Mac: "It all started when an Australian band on the same flight as the Small Faces and The Who opened a bottle of beer. Can you believe all the bollocks over that tour started with one open bottle of beer on a plane? Australian airlines had a strict no alcohol policy during flights. All the Faces and Who's knew this and were behaving ourselves. We landed and were promptly arrested! We marched down the stairs out of the plane with our hands high in the air, just mocking them. Then, while we're waiting in the first class airport lounge while the police figured out what to do with us. A waiter came up to us and asked if we wanted a drink! We said, 'Fucking right, we will." Then, after that delay, we got on the plane to New Zealand and when we arrived in Wellington, there were 8 policemen waiting for us. Four for the Small Faces, four for The Who, one for each of us.They escorted us to the hotel. They were with us at all times, so, that nothing 'terrible' would happen. The show that night went fine. It was Steve Marriott's 21st birthday. The police came back with us and by this time we were all on a first name terms. I asked them, 'Would you like to come in for a drink?' They said, 'Oh well, that'd be nice'. They came to Steve's suite, all very nice. Keith Moon came to the door. He immediately picked up the portable record player we were using for entertainment, threw it through the plate glass window... and the policemen RAN! That's all there was."
Binky: "They RAN?!"
Mac: "Look, it was a great tour. We played to packed houses, we played great, The Who were fantastic, and all anyone remembers is we got arrested because another band opened a bottle of beer on a plane."

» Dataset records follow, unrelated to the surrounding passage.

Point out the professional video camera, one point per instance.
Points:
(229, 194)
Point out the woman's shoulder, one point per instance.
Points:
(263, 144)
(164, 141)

Binky: "Wow. Yeah, I've always heard insane stories surrounding that tour. Glad to hear the facts, sir. Hey, I just want to make sure about something dumb. The name Small Faces came from you all being under 5' 5" and 'faces', the Mod term for a truly cool dude. Is that right?"
Mac: "Yes, that's how I always understood it. There's a story in the box set that tells it differently, but, I think it's wrong."
Binky: " It must've been an odd thing to hear all these unreleased and 'lost' tracks while you were putting together this box set for Charly Records. Any moments come back to you?"
Mac: "Truth is, I haven't heard all of them yet. It's in my phone and I'll be listening on my flight to the UK later today. "Anything" surprised and amazed me. Kenney and I listened to that together and while we remembered it, but couldn't place it. Then, I realized it was the intro to "Tin Soldier" that we never used."
Binky:: "Wow, my band, The Planets, has been doing "Tin Solder" for years and years. We just landed a new singer. He's only 26. Yet, when we showed him the list of songs we wanted him to learn, the first thing he said was, 'Wow, Small Faces' 'Tin Soldier'. Cool!'... How 'bout that!"
Mac: "Really! I love that!"
Binky: "Last query, dearie... Someone told me that, as a kid, you somehow convinced a store to sell you your mammoth Hammond organ on installments and that when you Dad got home that night, he literally couldn't open the front door as the Hammond was totally blocking the way."
Mac: "That's the story that I started my book, "All The Rage" with, Binky. You must get my book!"
Binky: "We ALL must get your book, Mac... and will! Thank you so much, man."
Mac: "Oh, Thank you very much. And, good luck with YOUR band, Binky."